Q. How has footy impacted on your life?
A. It is very difficult to say you have a normal life because you don’t have a normal life. The kids in some areas have missed out on having their father around them compared to the 30-40 hour week father – I haven’t been that, there is no doubt about it. Geraldine has been absolutely sensational in that area - she has been half the mother and the father time wise. I rang Sam my son before and just wanted to see what the kids were up. Even now your kids are on school holidays but you are not home with them. There are difficulties – you would love to spend a lot more time with them. I think Geraldine has done a marvelous job and when you see them in public you are very, very proud of them.
Q. Did you really have to sell yourself back in 1980 to get the job?
A. Well I think you had to sell the position more than yourself. If you are going to sit for an interview you need to get your point of view across to make sure that organisation wants to head down the same road as you. Regardless of whether I got the job or not I think I did the right thing by telling them they needed a full-time coach. Hopefully I was going to be that person but I was still going to go after being a full-time coach. Our club at that time were getting part-time results. Now everyone is a full-time coach. People forget 22 years ago there was no such thing.
Q. What have been the best times in footy?
A. The best times have been watching people with talent come to the club or selecting talented people whether it is off the field or on the field and seeing them develop into terrific people and take the game up to another level. That is the really enjoyable part of football. We have seen people come to Essendon from previous jobs that had never had a full-time coaching position ever and changed from being a teacher into a coach or young people coming from school and taking over in the video area and become coaches and operators.

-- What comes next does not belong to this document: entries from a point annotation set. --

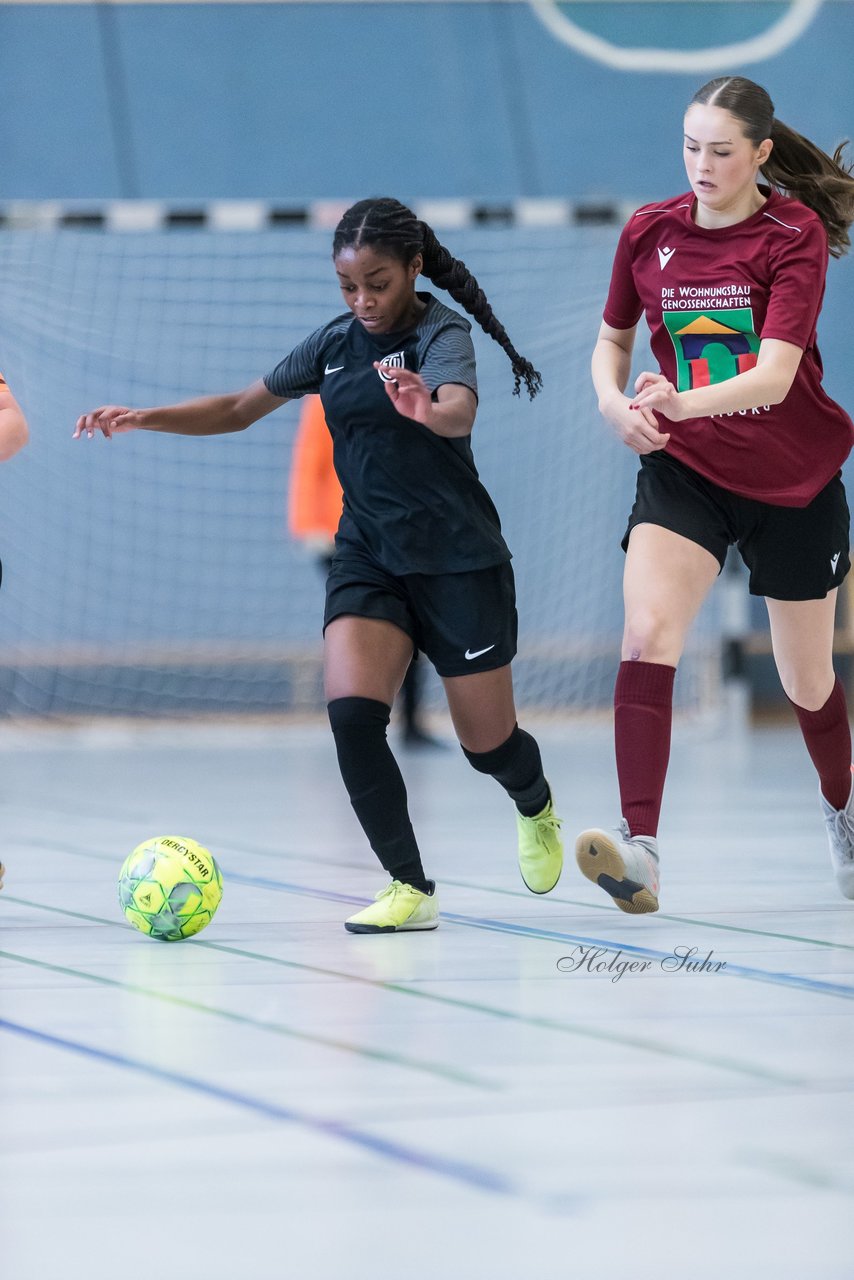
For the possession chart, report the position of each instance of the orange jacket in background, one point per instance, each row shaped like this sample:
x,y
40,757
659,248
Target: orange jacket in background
x,y
314,492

Q. What are the disappointing things over the years?
A. Disappointing parts – your losses are disappointing. You put all of this effort in and you see your team loses and you see injuries happen to players over the years. You feel very, very sorry for some players because it may mean the end of their career.
Q. You have done many interviews over your career – can you tell us something we don’t know about you.
A. There are some things you like to keep in your life – you can’t tell everybody everything.